Raymond Burr had a bipolar career. On TV, he was a crime-fighting hero on several shows, especially Perry Mason. In films, he was an archetypal heavy of especially frightening depths, a villain of various degrees of psychopathology in noir films and westerns. Rear Window is the most famous example. The Brass Legend is a minor one, freshly released as a made-on-demand DVD-R from MGM Limited Editions.
Burr plays an outlaw who sneaks into town to see his girlfriend (Reba Tassell, what a name), a fiery bargirl who loves the lug. They lounge on a bed while Burr remarks, “A sheriff as slow as old Bates deserved to die, him and those deputies of his. I did the county a favor by getting rid of those yellow-bellies.”
He’s captured right away by the impossibly upright, good-looking, fast-drawing new sheriff (Hugh O’Brian, TV’s Wyatt Earp). The latter has a conflict with his bland fiancée (Nancy Gates), the only other woman in town, who wants him to quit before his year is up and join her father’s ranch. He has a better relationship with his girlfriend’s adolescent brother (Donald MacDonald), who idolizes him and gleans tips on shooting and riding. This boy gets the drama going by spotting the outlaw and telling the sheriff, leading to tension that puts the kid in danger.
Although inessential, the movie has several virtues that reveal an era when these B-pictures were cranked out with professional aplomb. It’s influenced by TV in its modest character-based story, tightly plotted running time, and unpretentious style. Charles Van Enger’s deep-focus photography is good and allows director Gerd Oswald to stage scenes in depth, with characters moving from background to foreground or the camera dollying up and back.
Don Martin’s screenplay juggles many characters with nuance, to create a picture of a morally ambiguous town whose people are subject to manipulation and conflicting impulses; this is a post-Nigh Noon movie. The media is represented by a jaded newspaper editor who inflames the situation and receives karma for it.
The sheriff has a couple of insightful speeches on why he hates being a lawman (although he’s good at it) and how he looks forward to turning in his badge. He suggests that when quits, the town will get the sheriff it wants and deserves, a killer no better than the thugs he pursues. Paul Dunlap’s score uses a harmonica for the sheriff’s theme, underscoring his sense of loneliness and isolation in a job that oppresses him.
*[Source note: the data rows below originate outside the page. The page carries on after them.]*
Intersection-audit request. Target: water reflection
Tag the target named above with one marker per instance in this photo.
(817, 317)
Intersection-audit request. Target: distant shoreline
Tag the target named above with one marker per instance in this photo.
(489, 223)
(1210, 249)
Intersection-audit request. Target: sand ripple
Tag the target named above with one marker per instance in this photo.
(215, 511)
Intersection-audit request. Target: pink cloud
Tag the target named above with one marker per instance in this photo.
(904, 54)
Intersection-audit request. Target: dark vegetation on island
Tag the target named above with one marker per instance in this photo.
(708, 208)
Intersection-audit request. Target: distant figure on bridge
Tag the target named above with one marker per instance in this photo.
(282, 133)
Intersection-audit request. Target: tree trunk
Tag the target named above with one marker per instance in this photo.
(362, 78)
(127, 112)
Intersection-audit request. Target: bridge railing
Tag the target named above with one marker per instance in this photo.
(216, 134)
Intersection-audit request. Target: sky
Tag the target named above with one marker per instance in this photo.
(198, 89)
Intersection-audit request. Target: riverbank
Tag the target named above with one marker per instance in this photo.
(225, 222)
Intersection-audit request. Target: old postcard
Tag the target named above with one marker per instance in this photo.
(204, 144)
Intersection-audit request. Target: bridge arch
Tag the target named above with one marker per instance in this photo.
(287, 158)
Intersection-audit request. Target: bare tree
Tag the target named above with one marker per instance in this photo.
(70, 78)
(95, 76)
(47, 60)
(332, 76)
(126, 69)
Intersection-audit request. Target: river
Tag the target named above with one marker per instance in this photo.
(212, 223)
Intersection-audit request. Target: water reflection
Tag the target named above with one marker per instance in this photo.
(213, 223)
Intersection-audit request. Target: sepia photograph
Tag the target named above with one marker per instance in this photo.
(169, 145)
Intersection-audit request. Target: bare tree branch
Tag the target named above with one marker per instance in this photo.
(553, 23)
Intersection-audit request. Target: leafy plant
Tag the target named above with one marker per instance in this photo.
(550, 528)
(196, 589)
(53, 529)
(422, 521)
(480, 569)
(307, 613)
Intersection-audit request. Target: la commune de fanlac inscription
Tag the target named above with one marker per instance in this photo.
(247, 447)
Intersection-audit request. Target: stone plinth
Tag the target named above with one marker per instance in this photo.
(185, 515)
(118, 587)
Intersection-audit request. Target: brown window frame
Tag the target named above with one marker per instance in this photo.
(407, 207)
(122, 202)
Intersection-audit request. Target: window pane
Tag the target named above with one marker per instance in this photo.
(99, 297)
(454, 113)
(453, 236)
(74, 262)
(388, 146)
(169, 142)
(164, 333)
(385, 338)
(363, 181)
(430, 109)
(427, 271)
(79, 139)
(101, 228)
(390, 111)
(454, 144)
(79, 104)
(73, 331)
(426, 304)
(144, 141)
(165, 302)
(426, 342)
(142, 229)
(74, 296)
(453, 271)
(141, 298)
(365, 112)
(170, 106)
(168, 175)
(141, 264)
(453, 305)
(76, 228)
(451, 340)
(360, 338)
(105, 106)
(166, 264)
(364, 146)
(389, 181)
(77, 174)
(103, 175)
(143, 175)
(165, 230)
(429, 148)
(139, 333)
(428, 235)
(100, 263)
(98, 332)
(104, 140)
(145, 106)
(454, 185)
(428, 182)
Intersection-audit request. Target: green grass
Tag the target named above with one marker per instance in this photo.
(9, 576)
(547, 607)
Oswald, the son of immigrant German director Richard Oswald, worked mostly in TV and did outstanding work there, including a few expressive episodes of Perry Mason and many of The Outer Limits (including the brilliant “The Forms of Things Unknown”). Much of his TV work is westerns; in fact, he’d recently done a remake of The Ox-Bow Incident, one of the original morally-compromised-towns westerns, for The 20th Century Fox Hour. Though this film is in TV scale, he directed the more startling A Kiss Before Dying in color and widescreen the same year.
Andrew Sarris praises him in the Expressive Esoterica section of The American Cinema:
“A fluency of camera movement is controlled by sliding turns and harsh stops befitting a cinema of bitter ambiguity. Oswald’s success in imposing a personal style on such otherwise routine westerns as The Brass Legend and Fury at Showdown on shooting schedules ranging from five to seven days should serve as an object lesson to young directors who complain that they lack the time to get their films just right. There are paranoiac overtones in all his films, and the anti-Nazi symbolism is never too hard to detect”.
Thus, this movie is also an object lesson in another way: the advantages of looking at a minor B-picture in the context of a director’s career. Also a writer’s career, for Martin’s several B-westerns of the decade often have elements of paranoia and community corruption. Another for the same company (Robert Goldstein Productions) is Stranger on Horseback, directed by another notable auteur, Jacques Tourneur.